Thirty-two years after Operation Blue Star was carried out by the Indian military, the operation that led to the assassination of Prime Minister Indira Gandhi, all is not forgotten between the Sikhs and the Indian National Congress. Here is what you should know about Operation Blue Star that impacted the socio-political nature of our country.
What is Operation Blue Star?
Operation Blue Star was a military operation carried by the Indian army on the orders of the then Prime Minister Indira Gandhi. It was launched in the premises of Harmandir Sahib or the Golden Temple complex, as it is commonly referred to, in Amritsar to eliminate Jarnail Singh Bhindranwale, dubbed a Sikh ‘extremist.’
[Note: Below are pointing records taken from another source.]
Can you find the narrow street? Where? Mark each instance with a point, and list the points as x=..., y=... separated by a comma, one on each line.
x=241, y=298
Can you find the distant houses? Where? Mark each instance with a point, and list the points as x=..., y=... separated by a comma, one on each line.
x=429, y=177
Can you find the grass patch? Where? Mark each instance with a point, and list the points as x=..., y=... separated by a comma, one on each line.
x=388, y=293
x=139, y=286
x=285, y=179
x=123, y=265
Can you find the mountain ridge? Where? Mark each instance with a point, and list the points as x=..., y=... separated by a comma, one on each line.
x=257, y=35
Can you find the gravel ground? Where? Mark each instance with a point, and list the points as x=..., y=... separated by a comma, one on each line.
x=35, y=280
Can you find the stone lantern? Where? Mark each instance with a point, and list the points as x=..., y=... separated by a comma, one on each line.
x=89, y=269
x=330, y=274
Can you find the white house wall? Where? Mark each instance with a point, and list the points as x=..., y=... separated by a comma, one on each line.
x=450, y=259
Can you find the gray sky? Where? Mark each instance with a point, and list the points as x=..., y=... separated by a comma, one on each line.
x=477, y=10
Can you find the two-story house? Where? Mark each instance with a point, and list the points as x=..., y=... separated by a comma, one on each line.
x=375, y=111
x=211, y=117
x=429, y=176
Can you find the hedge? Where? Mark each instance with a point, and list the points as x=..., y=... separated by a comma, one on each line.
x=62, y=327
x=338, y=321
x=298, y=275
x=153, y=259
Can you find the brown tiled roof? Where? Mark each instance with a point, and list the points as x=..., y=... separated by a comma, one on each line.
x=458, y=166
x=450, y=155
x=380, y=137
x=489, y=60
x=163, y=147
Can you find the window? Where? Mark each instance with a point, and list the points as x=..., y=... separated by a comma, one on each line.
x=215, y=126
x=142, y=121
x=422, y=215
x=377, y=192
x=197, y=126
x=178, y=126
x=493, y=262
Bhindranwale had taken refuge at the temple since 1980. In order to capture him and to gain ‘control’ over the Sikh temple, the Congress matriarch is said to have ordered the military action.
Why was it ordered?
Tracing the roots of Operation Blue Star will lead one to the Khalistan Movement. The political movement led by Jarnail Singh Bhindranwale is said to have begun in 1970s. Bhindranwale firmly believed in an independent state, ‘Khalistan’ for the Sikhs.
The movement gained momentum when Bhindranwale not only started professing the original values of Sikhism but was also able to strike a chord with the Sikh youth in Punjab. In the early 1980s, the proponents of the Khalistan movement, along with Bhindranwale occupied the Akal Takht complex, which incidentally includes the Golden Temple.
When and where did the events unfold?
Operation Blue Star was divided into two parts. Operation Metal, which was the initial part was limited to the Golden Temple complex. While Operation Metal started on June 1st with the CRPF and BSF entering the complex and killing around 8-10 people, the Army gained control of the Harmandir Sahib on June 7th, and the Operation eventually came to an end on June 10th.
But this was followed by Operation Shop, which created an uproar in the state with the military raiding the Punjab countryside in the name of capturing suspects. This was followed by another military action titled Operation Woodrose where tanks, artillery, helicopters, armored vehicles and tear gas was used by the Indian Army throughout Punjab, in order to catch the remaining suspects.
How did the Operation impact socio-politics of the country?
According to a government report, 493 civilians were killed due to the Operation, and around 136 military personnel also lost their lives. Once Operation Blue Star ended, 4000 Sikh soldiers across India staged protests, thus leading to a rebellion against the Central government.
The most significant impact from the operation was the assassination of the then Indian Prime Minister Indira Gandhi by her own bodyguards - Satwant Singh and Beant Singh, four months after the incident, on 31st October 1984. Her assassination triggered anti-Sikh riots, with mobs including members of the Congress party participating in the attacks. More than 3,000 Sikhs were reportedly killed across the country.